Cem países assinaram uma carta dirigida à OMS solicitando uma investigação independente das origens da pandemia. Originalmente proposto pelo governo da Austrália, o texto citava especificamente o papel desempenhado pela China no início do surto em Wuhan.

A carta foi ganhando contornos mais suaves à medida que foi recebendo apoios – um dos mais supreendentes foi o da Rússia, tradicional aliada chinesa. O texto que deve ser considerado na assembleia pede a investigação “imparcial, independente e abrangente” da resposta da OMS à covid-19.

Resposta diplomáticas a críticas contra OMS

Na abertura da Assembleia Geral, o diretor-geral da OMS, Tedros Adhanom, manteve seu tom diplomático, embora se possa ler nas entrelinhas do breve discurso alguns dos temas políticos que marcam estes meses de mundo em alerta por conta da pandemia. Entre eles, além das acusações à China, também os ataques à própria OMS.

“Todos temos lições a aprender com a pandemia. Todos os países e as organizações devem examinar sua resposta e aprender com sua experiência. A OMS está comprometida com a transparência, a prestação de contas e a melhoria contínua”, disse o diretor-geral.

A organização tem sido questionada por grupos políticos e governos, com os Estados Unidos à frente, em seu papel de guia médico e científico durante a pandemia. Os EUA cortaram, inclusive, o financiamento à instituição.

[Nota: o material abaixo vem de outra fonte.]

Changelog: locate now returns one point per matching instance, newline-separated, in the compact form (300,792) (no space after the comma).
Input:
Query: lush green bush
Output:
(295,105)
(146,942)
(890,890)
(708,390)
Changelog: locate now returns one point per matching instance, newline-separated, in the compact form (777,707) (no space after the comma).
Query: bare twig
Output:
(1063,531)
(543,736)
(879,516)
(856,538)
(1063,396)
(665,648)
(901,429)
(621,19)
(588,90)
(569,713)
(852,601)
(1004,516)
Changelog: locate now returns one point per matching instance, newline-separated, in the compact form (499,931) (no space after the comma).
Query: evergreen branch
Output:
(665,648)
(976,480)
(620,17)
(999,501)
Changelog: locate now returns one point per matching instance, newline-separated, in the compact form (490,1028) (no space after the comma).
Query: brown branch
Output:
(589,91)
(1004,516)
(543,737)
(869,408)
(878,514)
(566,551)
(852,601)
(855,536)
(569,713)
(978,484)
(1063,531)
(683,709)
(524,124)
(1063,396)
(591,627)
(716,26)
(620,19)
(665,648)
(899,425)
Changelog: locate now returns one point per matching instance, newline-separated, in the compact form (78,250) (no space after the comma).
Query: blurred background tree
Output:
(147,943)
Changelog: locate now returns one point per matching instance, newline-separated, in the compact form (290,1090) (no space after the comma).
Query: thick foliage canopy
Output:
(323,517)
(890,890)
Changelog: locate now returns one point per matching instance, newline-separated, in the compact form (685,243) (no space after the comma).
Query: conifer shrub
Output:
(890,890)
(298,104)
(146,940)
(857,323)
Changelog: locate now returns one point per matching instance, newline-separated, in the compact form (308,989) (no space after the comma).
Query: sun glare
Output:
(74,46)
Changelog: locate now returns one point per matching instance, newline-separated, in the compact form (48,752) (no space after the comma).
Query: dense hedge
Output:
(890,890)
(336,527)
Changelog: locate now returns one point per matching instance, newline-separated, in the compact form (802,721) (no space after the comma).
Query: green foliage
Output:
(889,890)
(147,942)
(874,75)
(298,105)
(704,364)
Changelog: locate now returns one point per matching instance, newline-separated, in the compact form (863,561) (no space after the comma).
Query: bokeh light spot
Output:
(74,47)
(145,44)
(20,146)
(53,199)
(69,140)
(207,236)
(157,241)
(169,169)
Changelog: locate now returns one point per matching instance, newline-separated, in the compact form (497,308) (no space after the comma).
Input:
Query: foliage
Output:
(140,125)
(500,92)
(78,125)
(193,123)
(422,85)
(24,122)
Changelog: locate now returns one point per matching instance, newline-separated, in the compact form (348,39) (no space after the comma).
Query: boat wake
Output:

“A pandemia de covid-19 testou os laços entre a humanidade”, disse Adhanom, acrescentando que a propagação do novo coronavírus deve servir para se refletir sobre “que tipo de mundo queremos e que tipo de OMS queremos”.

“Mais do que nunca precisamos de um mundo saudável, um mundo mais seguro e mais justo. Mais do que nunca, precisamos de uma OMS mais forte”, concluiu o diretor-geral.